• This site uses cookies. By continuing to use this site, you are agreeing to our use of cookies. Learn more.

Fixed Invalid UTF8 sequence in truncated message(?)

Kent

Active member
#1
Someone had the bright idea to make their "about" field a giant blob of stacking diacritics, which went over the hard-coded limit of 65535 characters.

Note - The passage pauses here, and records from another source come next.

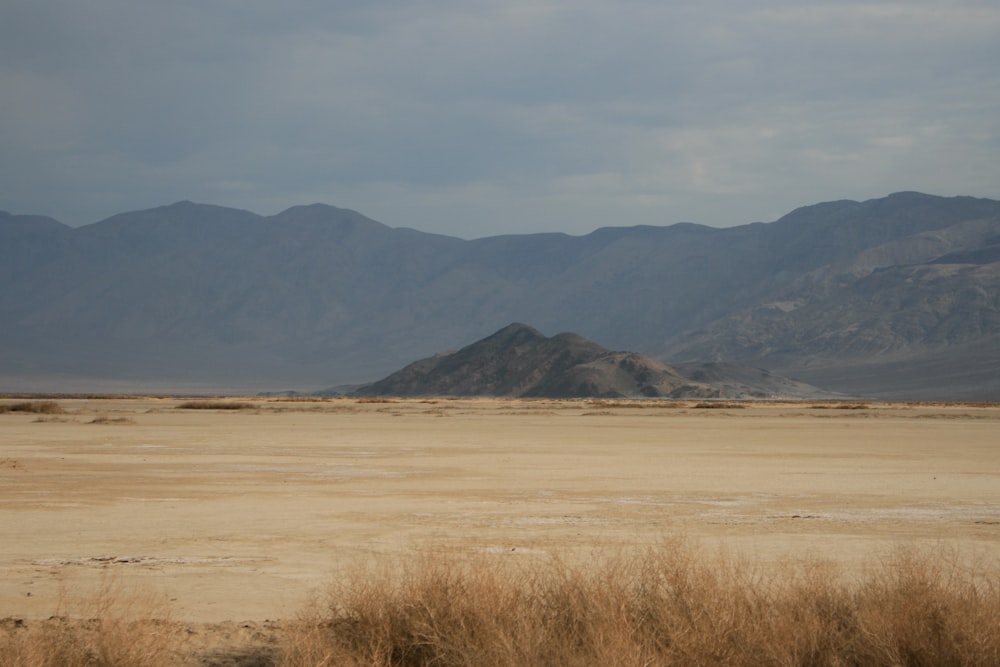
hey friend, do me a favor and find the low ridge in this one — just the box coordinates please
[351,324,721,399]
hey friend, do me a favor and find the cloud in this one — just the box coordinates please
[1,0,998,235]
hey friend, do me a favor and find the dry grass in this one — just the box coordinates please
[586,399,686,409]
[282,543,1000,667]
[174,400,255,410]
[810,403,871,410]
[693,401,747,409]
[0,400,64,414]
[87,416,137,425]
[0,579,175,667]
[3,545,998,666]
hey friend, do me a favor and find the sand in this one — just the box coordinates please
[2,397,999,627]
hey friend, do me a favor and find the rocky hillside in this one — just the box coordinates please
[661,201,1000,398]
[351,324,722,399]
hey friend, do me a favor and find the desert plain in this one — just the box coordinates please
[2,396,1000,656]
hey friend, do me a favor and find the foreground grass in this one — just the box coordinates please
[0,581,175,667]
[3,544,999,666]
[284,544,1000,667]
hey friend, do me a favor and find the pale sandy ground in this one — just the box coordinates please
[2,397,999,661]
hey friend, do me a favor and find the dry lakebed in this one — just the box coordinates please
[2,396,999,660]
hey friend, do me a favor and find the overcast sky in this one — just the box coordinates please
[2,1,998,237]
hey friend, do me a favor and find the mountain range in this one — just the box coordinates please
[1,191,998,398]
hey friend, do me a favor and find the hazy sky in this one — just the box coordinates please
[2,1,998,237]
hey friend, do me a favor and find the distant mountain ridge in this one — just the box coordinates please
[2,192,998,398]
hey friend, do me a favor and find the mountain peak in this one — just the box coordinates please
[480,322,546,344]
[268,203,391,235]
[352,324,718,398]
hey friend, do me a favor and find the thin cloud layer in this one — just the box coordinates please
[2,0,998,236]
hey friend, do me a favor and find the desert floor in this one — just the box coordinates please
[2,397,999,630]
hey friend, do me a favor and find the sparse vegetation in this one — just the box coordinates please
[280,544,1000,667]
[586,399,685,409]
[0,400,64,414]
[0,582,174,667]
[693,401,747,409]
[2,545,999,665]
[88,416,136,425]
[810,402,871,410]
[175,400,255,410]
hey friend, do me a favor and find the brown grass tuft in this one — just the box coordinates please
[3,545,997,665]
[810,402,871,410]
[693,401,746,409]
[279,543,1000,667]
[586,399,685,409]
[0,400,64,414]
[88,416,137,425]
[0,579,175,667]
[175,400,255,410]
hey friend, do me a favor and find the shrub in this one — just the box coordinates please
[280,544,1000,666]
[0,400,64,414]
[693,401,746,409]
[0,581,175,667]
[88,416,136,425]
[175,400,255,410]
[4,545,998,665]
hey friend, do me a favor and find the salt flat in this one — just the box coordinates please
[2,397,999,623]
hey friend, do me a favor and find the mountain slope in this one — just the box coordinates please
[661,199,1000,397]
[1,192,998,397]
[352,324,720,398]
[671,362,845,400]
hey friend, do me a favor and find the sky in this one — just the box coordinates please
[2,1,998,238]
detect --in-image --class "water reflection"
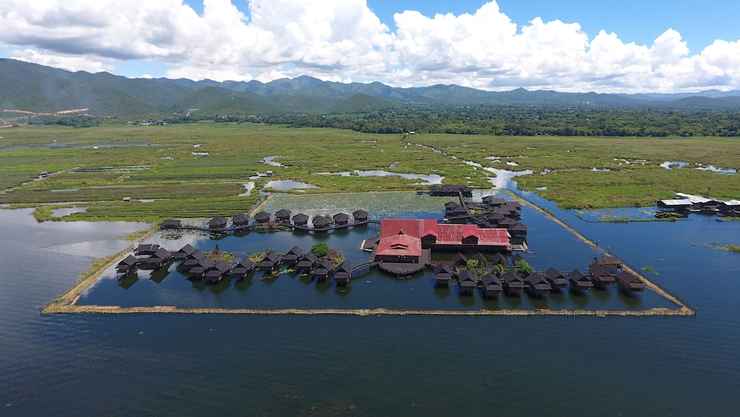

Stacking diacritics look like this, and can be posted fine when under the character limit:
Code:
ก็็็็็็็็็็็็็็็็็็็็กิิิิิิิิิิิิิิิิิิิิก้้้้้้้้้้้้้้้
When submitting a message of only those characters repeated beyond the character limit, this error occurs:
Code:
Zend_Db_Statement_Mysqli_Exception: Mysqli statement execute error : Data too long for column 'about' at row 1 - library/Zend/Db/Statement/Mysqli.php:214
When submitting the same message prefixed by a single-byte character, this error occurs:
Code:
Zend_Db_Statement_Mysqli_Exception: Mysqli statement execute error : Incorrect string value: '\xE0\xB8\x81\xE0\xB9\x87...' for column 'about' at row 1 - library/Zend/Db/Statement/Mysqli.php:214
After poking around, it seems the TEXT max length is 65535 bytes, but XenForo is splitting the string by characters.
 

Mike

XenForo developer
Staff member
#2
So part of this was a miscalculation on our part, though it is a bit of an consistency within MySQL. When you say VARCHAR(255) on a UTF-8 column, it actually means 255 characters. However, when you have a text column, the limit (65KB, 16MB, etc) is actually a byte limit and thus is affected by the variable length of UTF-8. Our count/length checks are done as characters across the board.

The safest thing here, with respect to about and signatures is to enforce a much lower limit. MySQL UTF-8 is normally only supports 3 byte characters, so that puts the worst case space limit as ~21000 characters but I've changed it to limit to 20000. Furthermore, I'm actually applying limits to the length of these fields to fit with the maximum message length as well.